Winter 2019 HC 232H: Women, Gender and Society in Modern Europe

Winter Term, 2018-2019

Professor: Emily Gilkey

4.00 credits

CRN 23370: Monday, Wednesday & Friday, 11:00 – 11:50 @ MCK 240B

In 1500, women had limited rights to property and were by law subject to their male kin. Access to work opportunities was extremely limited and, with a few notable exceptions, women played no role in government. Today, women lead several of Europe’s major powers and enjoy legal parity with men in most respects. This class traces the remarkable alterations in the status of women in the last 500 years. We will explore the gendered impact of key historical events including the Reformation, the French Revolution, the Industrial Revolution and the two World Wars from the bottom up, studying them in terms of everyday lived experiences.

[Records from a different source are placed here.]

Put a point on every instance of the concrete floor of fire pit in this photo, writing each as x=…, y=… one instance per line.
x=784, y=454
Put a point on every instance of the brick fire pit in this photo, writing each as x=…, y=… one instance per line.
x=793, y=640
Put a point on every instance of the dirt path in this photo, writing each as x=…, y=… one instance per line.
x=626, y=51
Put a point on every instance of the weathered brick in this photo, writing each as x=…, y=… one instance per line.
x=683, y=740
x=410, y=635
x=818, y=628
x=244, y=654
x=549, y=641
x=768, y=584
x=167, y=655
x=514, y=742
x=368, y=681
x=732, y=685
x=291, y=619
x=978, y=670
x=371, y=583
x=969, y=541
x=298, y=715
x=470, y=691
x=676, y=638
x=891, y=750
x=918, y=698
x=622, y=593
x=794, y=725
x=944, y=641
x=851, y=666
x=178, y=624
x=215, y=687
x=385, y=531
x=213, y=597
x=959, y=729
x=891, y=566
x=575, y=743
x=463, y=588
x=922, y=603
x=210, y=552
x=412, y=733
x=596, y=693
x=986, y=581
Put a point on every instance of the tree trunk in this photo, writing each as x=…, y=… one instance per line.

In addition to considering the political, social and economic opportunities of women, students will learn to apply theories of gender and sexuality to their historical analysis. We will trace ever-shifting cultural constructions of masculinity and femininity, with reference to the larger historical impact of patriarchal institutions. Students will also explore the changing role of religion in European society in creating, reproducing and enforcing gender norms. Issues that women in the West currently face including rape culture, reproductive rights, access to leadership positions and discriminatory labor practices have deep historical roots. Students will gain an understanding of how the past continues to shape the present for women and men.